To find the average force experienced by an object, we use this relationship between impulse and time:\[F_{\text{avg}} = \frac{J}{\Delta t}\]In simple terms, this equation tells us to divide the total impulse by the time the force was applied. The average force gives us a single value that represents how strong the force was on average during the entire time it acted on the object. In our context with the soccer ball, given an impulse of \( 9 \, \text{N} \cdot \text{s} \) and a contact time of \( 3.0 \times 10^{-3} \text{ s} \):\[F_{\text{avg}} = \frac{9}{3.0 \times 10^{-3}} = 3000 \, \text{N}\]This tells us that on average, a force of \( 3000 \, \text{N} \) was exerted on the soccer ball by the player's foot.
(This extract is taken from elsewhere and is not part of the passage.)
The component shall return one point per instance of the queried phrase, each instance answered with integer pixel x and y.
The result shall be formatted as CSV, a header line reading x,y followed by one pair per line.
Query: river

This average force helps us generalize the specific effect of the variable force during the kicking action.

Maximum force is the greatest force applied to an object during a specific period. To find it, we look for the peak value of the force function. In calculus terms, this involves taking the derivative of the force function and finding its maximum point. For the soccer kick example, we used:\[F(t) = \left(6.0 \times 10^{6}\right) t - \left(2.0 \times 10^{9}\right)t^{2}\]We determined the maximum force by first differentiating the function:\[F'(t) = 6.0 \times 10^{6} - 4.0 \times 10^{9} t\]When setting \( F'(t) = 0 \), we solved for \( t \) and found \( t = 1.5 \times 10^{-3} \text{ s} \). Then substituting that back:\[F(1.5 \times 10^{-3}) = 4500 \, \text{N}\]Hence, the maximum force experienced by the soccer ball was \( 4500 \, \text{N} \). This step highlights where the force was at its peak during the contact period with the player's foot.

The velocity of an object after impact relates to how its speed changes due to an applied force. We use the impulse-momentum theorem to find this change:\[J = m \Delta v\]The impulse \( J \) equals the change in momentum which is mass times velocity change \( \Delta v \). In our soccer ball scenario, we had:\[9 = 0.45 \Delta v\]Solving for \( \Delta v \):\[\Delta v = \frac{9}{0.45} = 20 \, \text{m/s}\]Since the ball started from rest, its velocity immediately after impact is \( 20 \, \text{m/s} \). This value illustrates the increase in speed as a result of the kick and provides insight into how forces affect an object's motion.